A construction crew pulls up an 87.5-kg load using a rope thrown over a pulley and pulled by an electric motor. They lift the load 15.5 m and it arrives with a speed of 15.6 m/s having started from rest. Assume that acceleration was not constant.
I have done the problem but am thinking that it is wrong. Can anyone please check my work and correct me? Thank you so much.
a) How much work (J) was done by the motor?
My work: (87.5 kg)(15.5 m) = 1356.3 J
K= 1/2(87.5 kg)(15.6 m/s)^2 = 10647
1356.3 + 10647 = 12003.25 J
b) How much work (J) was done by gravity?
My work: - 1356.25 J
c) What constant force (N) could the motor have exerted to cause this motion? (This would have been the average force exerted by the motor)
My work: (12003.25) = (f)(15.5m)
12003.25J/15.5 = 774.4 N
This is way back ago, but for those students who are encountering the same problem,
Work done = PE + KE = mgh + .5mv^2
And he is missing h for PE
To check your work, let's go through each part of the problem step by step.

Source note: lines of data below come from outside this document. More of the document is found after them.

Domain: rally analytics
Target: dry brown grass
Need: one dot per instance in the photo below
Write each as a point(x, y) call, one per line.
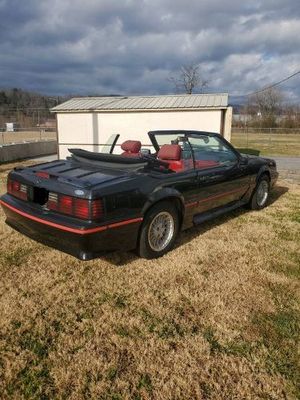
point(268, 144)
point(216, 318)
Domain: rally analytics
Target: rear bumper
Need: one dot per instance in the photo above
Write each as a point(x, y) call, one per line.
point(81, 241)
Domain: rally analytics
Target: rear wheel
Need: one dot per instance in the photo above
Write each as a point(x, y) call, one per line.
point(159, 230)
point(261, 194)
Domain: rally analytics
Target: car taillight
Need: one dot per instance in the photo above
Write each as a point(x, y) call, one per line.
point(79, 208)
point(17, 189)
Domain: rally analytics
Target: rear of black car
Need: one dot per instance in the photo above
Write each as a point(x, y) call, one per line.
point(62, 204)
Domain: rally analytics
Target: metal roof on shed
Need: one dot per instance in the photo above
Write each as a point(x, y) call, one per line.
point(132, 103)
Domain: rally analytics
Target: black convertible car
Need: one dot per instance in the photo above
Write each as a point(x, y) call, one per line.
point(95, 202)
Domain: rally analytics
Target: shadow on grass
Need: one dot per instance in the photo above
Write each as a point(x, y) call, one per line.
point(120, 259)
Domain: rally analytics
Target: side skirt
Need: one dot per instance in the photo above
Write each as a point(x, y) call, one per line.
point(206, 216)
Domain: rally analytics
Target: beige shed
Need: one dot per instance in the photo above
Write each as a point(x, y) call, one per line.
point(90, 122)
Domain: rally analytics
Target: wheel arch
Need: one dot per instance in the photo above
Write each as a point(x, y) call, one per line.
point(169, 195)
point(263, 171)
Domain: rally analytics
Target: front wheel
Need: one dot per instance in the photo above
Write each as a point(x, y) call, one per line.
point(159, 230)
point(261, 194)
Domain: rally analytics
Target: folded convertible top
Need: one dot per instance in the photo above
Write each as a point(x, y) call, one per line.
point(111, 158)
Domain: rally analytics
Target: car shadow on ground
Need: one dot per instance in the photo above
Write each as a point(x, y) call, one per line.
point(121, 259)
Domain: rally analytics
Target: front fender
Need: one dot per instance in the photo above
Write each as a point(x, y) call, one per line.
point(263, 170)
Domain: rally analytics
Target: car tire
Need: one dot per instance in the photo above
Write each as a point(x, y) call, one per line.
point(159, 230)
point(261, 193)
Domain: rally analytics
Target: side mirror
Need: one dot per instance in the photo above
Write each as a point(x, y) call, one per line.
point(146, 151)
point(244, 161)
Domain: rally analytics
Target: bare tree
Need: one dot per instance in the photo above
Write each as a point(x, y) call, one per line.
point(268, 104)
point(189, 79)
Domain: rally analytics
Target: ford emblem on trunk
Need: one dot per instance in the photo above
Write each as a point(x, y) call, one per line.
point(79, 192)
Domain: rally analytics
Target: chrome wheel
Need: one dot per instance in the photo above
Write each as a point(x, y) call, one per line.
point(161, 231)
point(262, 193)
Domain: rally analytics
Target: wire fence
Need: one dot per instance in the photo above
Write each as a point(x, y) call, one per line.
point(278, 131)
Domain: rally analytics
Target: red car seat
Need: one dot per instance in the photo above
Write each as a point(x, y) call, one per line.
point(171, 153)
point(131, 148)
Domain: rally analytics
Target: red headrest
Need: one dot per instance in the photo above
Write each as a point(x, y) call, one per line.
point(132, 146)
point(169, 152)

a) How much work (J) was done by the motor?
Your calculation looks correct. The work done by the motor can be found using the formula: Work = Force * Distance. Plugging in the values, we get:
Work = (87.5 kg) * (15.5 m) = 1356.25 J.
b) How much work (J) was done by gravity?
The work done by gravity can be found by multiplying the change in potential energy by gravity:
Work = m * g * h, where m is the mass, g is the acceleration due to gravity, and h is the height. In this case, the change in potential energy is equal to the work done by gravity.
Work = (87.5 kg) * (9.8 m/s^2) * (15.5 m) = 12845.5 J.
However, note that the work done by gravity should have a negative sign since gravity is acting in the opposite direction of the displacement. Therefore, the correct answer is -12845.5 J.
c) What constant force (N) could the motor have exerted to cause this motion?
To find the constant force exerted by the motor, we can use the work-energy theorem. The work done by the motor is equal to the change in kinetic energy:
Work = Change in Kinetic Energy.
So, we can write:
Work = (1/2) * m * v^2.
Rearranging the equation, we get:
Force * Distance = (1/2) * m * v^2.
Substituting the given values, we have:
Force * 15.5 m = (1/2) * (87.5 kg) * (15.6 m/s)^2.
Solving for the force, we find:
Force = (0.5 * 87.5 kg * (15.6 m/s)^2) / 15.5 m.
Evaluating the expression, we get:
Force ≈ 811.55 N (rounded to three significant figures).
So, in summary:
a) The work done by the motor is 1356.25 J.
b) The work done by gravity is -12845.5 J.
c) The constant force exerted by the motor is approximately 811.55 N.
Please double-check your calculations based on these explanations and let me know if you have any further questions.